Genta

Memberi Arti dari Bulir-Bulir Kopi

Para santri dari Pondok Pesantren Taruna Insani Bogor sedang belajar meyeduh kopi di Toko Dunia Kopi, Jakarta.
Para santri dari Pondok Pesantren Taruna Insani Bogor sedang belajar meyeduh kopi di Toko Dunia Kopi, Jakarta.

JAKARTA - - Semerbak aroma kopi menyelimuti lantai basement Pasar Santa, Jakarta Selatan, dari arah pintu utama. Jejeran stoples kaca yang berisi butiran biji kopi berwarna hitam langsung terlihat memadati sebuah toko.

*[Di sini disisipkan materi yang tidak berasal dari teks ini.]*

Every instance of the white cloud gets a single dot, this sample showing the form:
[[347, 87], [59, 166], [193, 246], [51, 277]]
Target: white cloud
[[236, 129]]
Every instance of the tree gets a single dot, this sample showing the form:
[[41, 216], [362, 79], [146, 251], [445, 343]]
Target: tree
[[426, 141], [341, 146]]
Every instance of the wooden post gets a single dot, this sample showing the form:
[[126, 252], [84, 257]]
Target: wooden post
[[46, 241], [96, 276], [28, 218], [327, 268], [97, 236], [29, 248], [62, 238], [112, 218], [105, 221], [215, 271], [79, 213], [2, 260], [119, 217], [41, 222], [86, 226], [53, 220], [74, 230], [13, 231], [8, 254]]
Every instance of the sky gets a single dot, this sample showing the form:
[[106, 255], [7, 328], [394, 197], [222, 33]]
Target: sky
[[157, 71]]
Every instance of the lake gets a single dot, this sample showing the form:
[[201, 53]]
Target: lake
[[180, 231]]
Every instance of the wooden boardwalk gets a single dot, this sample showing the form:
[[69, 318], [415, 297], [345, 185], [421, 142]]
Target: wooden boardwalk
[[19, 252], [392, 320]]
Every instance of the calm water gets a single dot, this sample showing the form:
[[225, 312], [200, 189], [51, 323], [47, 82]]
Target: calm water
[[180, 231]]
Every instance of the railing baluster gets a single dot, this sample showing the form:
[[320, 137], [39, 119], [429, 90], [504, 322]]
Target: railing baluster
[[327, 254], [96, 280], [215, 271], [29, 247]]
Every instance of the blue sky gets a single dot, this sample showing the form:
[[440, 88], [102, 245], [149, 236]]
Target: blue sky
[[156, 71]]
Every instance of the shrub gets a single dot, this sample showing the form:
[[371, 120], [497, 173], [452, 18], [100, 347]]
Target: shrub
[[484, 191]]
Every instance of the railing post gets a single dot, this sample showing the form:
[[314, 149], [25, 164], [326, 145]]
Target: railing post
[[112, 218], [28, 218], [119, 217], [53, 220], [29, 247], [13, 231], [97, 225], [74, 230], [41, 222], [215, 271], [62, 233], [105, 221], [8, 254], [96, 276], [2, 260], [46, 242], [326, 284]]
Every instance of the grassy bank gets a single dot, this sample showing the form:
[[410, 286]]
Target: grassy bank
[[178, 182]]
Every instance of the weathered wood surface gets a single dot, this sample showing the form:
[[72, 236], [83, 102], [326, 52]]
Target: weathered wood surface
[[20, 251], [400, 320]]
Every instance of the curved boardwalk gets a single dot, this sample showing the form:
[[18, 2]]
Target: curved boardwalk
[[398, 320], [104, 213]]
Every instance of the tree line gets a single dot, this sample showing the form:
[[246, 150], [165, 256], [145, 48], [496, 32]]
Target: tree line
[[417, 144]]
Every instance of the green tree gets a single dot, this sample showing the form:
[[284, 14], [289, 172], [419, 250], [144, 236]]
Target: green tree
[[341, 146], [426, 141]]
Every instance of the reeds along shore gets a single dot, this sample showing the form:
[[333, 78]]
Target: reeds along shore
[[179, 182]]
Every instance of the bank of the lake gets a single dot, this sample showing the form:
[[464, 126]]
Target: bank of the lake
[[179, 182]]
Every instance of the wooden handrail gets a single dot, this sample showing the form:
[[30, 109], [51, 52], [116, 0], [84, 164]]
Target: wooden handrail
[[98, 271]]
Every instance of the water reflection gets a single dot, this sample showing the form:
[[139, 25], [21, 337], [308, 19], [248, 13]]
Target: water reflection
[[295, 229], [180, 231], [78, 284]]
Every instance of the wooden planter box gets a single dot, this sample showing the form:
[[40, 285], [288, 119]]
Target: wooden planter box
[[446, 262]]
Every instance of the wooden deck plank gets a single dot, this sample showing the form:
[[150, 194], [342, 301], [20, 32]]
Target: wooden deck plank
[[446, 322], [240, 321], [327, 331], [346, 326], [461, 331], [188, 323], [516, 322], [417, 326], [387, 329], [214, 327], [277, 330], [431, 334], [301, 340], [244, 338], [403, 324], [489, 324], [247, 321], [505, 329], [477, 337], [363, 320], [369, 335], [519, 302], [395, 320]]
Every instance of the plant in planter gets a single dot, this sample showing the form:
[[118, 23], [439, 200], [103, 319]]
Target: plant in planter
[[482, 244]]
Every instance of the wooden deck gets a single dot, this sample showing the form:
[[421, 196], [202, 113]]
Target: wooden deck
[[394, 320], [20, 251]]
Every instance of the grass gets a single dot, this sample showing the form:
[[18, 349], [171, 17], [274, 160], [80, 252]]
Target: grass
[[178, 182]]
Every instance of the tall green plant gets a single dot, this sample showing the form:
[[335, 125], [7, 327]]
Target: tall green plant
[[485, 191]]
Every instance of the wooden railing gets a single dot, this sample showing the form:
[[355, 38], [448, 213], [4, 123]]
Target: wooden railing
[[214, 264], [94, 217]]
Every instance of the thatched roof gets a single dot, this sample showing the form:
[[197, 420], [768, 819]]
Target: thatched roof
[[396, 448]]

Di samping sisi kiri, terlihat kios yang serupa kedai kopi karena berderet alat-alat seduh yang beragam. Hal yang berbeda dari kedai biasanya adalah jejeran orang berdiri mengerubungi seorang pria yang sedang berbicara.

"Itu pengajar di sini, kita lagi kedatangan santri yang juga hafidz Alquran," ujar Suradi pada Rabu (31/5/2023).

Scroll untuk membaca

Scroll untuk membaca

Suradi merupakan pemilik Toko Dunia Kopi yang membuka kelas belajar meracik dan membuat seduhan kopi. Dia membuka kelas untuk siapa pun yang ingin belajar dengan leluasa.

Bagi yang ingin belajar untuk kebutuhan komersial, Suradi hanya memberikan tarif Rp500 ribu untuk menggunakan alat, kopi, dan lainnya secara bebas tanpa batas. "Ini cuma sebagai ganti kopi, susu, dan bayar yang anak-anak yang beresin itu," katanya.

Tapi, bagi masyarakat umum, seperti satpam atau penghuni kios pasar hingga para santri, pelatihan tidak dipungut biaya sepeser pun. Dia membebaskan siapa pun untuk belajar dan mengenal kopi di tokonya.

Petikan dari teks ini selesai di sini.